Un capitaine, corsaire de son état, son équipage et son navire. Ils volent un trône en or et une substentielle cargaison du précieux métal pour le rapporter à leurs commanditaires. Mais, et c'est la loi de la flibuste, se font à leur tour soustraire leur butin par une accorte et sensuelle capitaine pirate, rousse et gourmande des choses de la chair, au langage fleuri et à la langue aussi acérée que sa lame est affûtée. Par désir de revanche, le balafré se lance à la poursuite du trône et des charmes de la belle. Mal lui en prend. Il se fait doubler, et même tripler. Pour toute récompense il atterrit avec deux de ses comparses sur l'île aux poulets... tu parles d'une punition de pirate!

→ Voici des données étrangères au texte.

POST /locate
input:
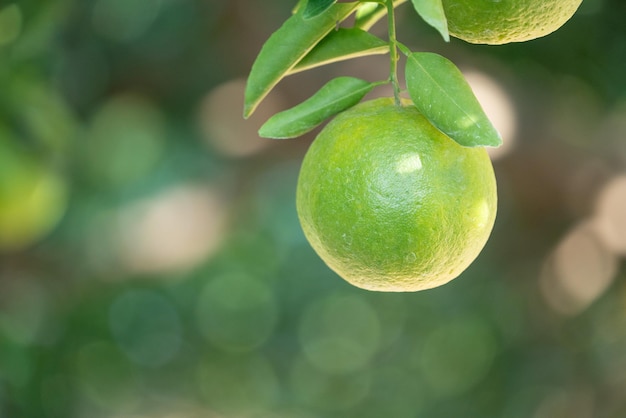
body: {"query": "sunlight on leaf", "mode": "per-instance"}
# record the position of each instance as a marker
(341, 45)
(439, 90)
(335, 96)
(286, 47)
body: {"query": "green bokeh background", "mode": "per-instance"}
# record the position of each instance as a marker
(152, 265)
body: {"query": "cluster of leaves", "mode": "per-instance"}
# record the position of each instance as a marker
(436, 86)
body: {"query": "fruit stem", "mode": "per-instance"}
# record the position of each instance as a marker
(393, 51)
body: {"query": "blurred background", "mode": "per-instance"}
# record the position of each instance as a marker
(152, 264)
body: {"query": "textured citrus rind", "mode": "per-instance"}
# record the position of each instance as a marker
(500, 22)
(392, 204)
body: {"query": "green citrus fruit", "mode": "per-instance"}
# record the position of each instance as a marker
(502, 21)
(392, 204)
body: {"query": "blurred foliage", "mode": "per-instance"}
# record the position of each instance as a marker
(151, 262)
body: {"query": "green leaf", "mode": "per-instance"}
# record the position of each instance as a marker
(340, 45)
(286, 47)
(439, 90)
(316, 7)
(371, 12)
(432, 12)
(335, 96)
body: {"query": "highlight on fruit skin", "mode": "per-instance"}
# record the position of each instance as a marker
(505, 21)
(392, 204)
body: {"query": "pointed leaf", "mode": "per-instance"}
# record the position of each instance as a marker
(340, 45)
(335, 96)
(371, 12)
(286, 47)
(432, 13)
(439, 90)
(316, 7)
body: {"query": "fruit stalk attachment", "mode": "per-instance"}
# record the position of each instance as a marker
(393, 51)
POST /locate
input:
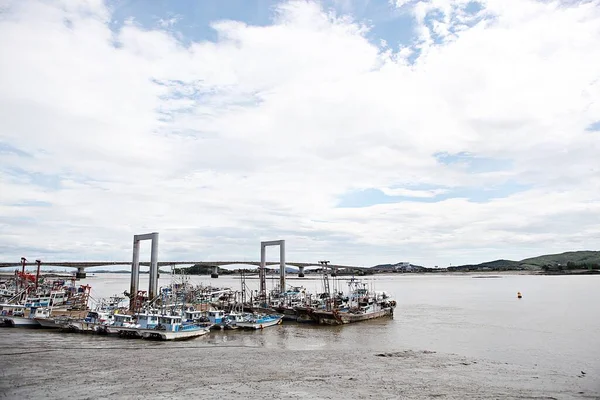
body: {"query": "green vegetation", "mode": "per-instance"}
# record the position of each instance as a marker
(551, 262)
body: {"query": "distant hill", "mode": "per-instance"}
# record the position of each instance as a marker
(576, 257)
(568, 260)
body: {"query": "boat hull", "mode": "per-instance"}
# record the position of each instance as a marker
(158, 334)
(20, 322)
(179, 335)
(258, 325)
(49, 323)
(341, 318)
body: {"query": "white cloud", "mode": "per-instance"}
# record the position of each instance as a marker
(272, 125)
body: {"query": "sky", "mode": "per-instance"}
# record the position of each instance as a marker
(436, 132)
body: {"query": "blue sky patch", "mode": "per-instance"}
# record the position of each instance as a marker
(6, 148)
(474, 163)
(593, 127)
(33, 203)
(372, 196)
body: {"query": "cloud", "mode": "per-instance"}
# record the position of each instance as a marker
(263, 130)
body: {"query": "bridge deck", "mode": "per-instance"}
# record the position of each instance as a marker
(90, 264)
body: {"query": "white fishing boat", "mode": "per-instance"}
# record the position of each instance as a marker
(17, 315)
(171, 328)
(361, 305)
(257, 321)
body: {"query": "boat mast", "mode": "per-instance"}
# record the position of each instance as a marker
(326, 284)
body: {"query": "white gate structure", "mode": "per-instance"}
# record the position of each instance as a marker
(135, 266)
(262, 271)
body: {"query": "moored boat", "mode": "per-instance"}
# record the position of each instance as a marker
(361, 305)
(253, 321)
(171, 328)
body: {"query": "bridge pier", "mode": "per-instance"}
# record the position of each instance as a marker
(262, 273)
(80, 274)
(135, 268)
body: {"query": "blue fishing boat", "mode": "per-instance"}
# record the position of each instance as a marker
(259, 321)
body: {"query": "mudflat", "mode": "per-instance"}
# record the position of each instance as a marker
(143, 370)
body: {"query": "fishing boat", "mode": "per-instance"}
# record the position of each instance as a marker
(362, 304)
(257, 321)
(15, 315)
(59, 322)
(170, 327)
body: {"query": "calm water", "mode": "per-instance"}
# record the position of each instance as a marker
(556, 324)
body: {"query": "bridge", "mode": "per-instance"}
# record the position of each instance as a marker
(89, 264)
(82, 265)
(154, 265)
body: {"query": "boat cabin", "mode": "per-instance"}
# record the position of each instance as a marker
(15, 310)
(95, 317)
(216, 316)
(170, 323)
(123, 320)
(192, 315)
(147, 321)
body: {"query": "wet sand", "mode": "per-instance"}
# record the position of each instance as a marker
(135, 369)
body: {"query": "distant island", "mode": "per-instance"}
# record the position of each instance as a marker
(572, 262)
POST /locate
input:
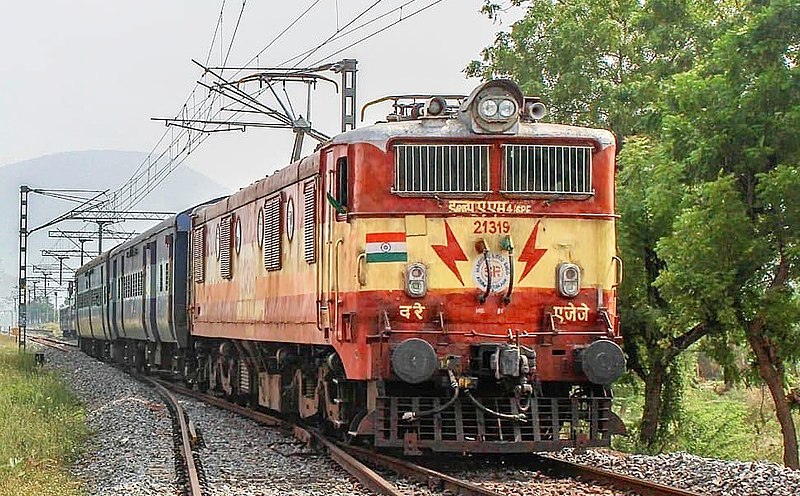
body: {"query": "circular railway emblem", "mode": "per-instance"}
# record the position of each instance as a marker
(499, 268)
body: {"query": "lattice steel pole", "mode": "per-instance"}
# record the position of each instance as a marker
(22, 315)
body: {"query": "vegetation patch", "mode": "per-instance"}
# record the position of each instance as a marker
(42, 431)
(714, 422)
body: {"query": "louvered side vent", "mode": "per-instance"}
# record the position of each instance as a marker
(432, 169)
(547, 169)
(198, 254)
(225, 247)
(272, 234)
(309, 223)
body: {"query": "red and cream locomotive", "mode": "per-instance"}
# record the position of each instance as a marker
(441, 281)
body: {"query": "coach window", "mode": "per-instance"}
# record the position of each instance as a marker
(342, 181)
(272, 233)
(309, 222)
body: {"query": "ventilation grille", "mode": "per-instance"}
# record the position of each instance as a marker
(309, 223)
(225, 247)
(272, 234)
(547, 169)
(198, 254)
(431, 169)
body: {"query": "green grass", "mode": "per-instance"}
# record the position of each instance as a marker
(736, 424)
(41, 431)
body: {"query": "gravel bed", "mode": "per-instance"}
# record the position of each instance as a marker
(241, 457)
(131, 450)
(701, 475)
(513, 480)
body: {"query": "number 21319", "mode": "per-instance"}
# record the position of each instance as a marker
(491, 227)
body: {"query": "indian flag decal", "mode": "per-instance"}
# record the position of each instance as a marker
(386, 247)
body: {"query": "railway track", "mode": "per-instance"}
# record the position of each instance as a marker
(53, 343)
(185, 440)
(357, 461)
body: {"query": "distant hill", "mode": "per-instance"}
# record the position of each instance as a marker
(100, 170)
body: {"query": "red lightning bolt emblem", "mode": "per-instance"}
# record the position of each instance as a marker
(530, 254)
(451, 252)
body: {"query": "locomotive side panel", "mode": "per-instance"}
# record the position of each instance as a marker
(245, 292)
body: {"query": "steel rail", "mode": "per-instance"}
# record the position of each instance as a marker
(619, 481)
(53, 343)
(365, 475)
(433, 479)
(186, 442)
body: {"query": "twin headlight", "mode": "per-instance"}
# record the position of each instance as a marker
(493, 109)
(416, 280)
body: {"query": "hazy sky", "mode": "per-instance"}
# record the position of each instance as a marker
(89, 74)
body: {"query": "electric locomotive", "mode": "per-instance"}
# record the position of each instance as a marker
(444, 280)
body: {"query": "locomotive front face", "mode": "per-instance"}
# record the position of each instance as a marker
(485, 265)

Tout est réjouissant dans cet album. Les couleurs, fort bien choisies, le graphisme, qui colle au récit, les péripéties, croquantes et goûteuses. L'auteur se régale en paroles et en aventures, et nous avec. Absurdes et truculents, féroces et rebelles, poétiques et triviaux, ses pirates sont des parangons de l'idéal qui nous berçait enfants, coureurs des mers, séducteurs des coeurs, pauvres à la poche flapie et riches de la ligne d'horizon infinie. On a hâte de voir comment le balafré va se sortir de son abattoir puant. Vivement le deuxième tome.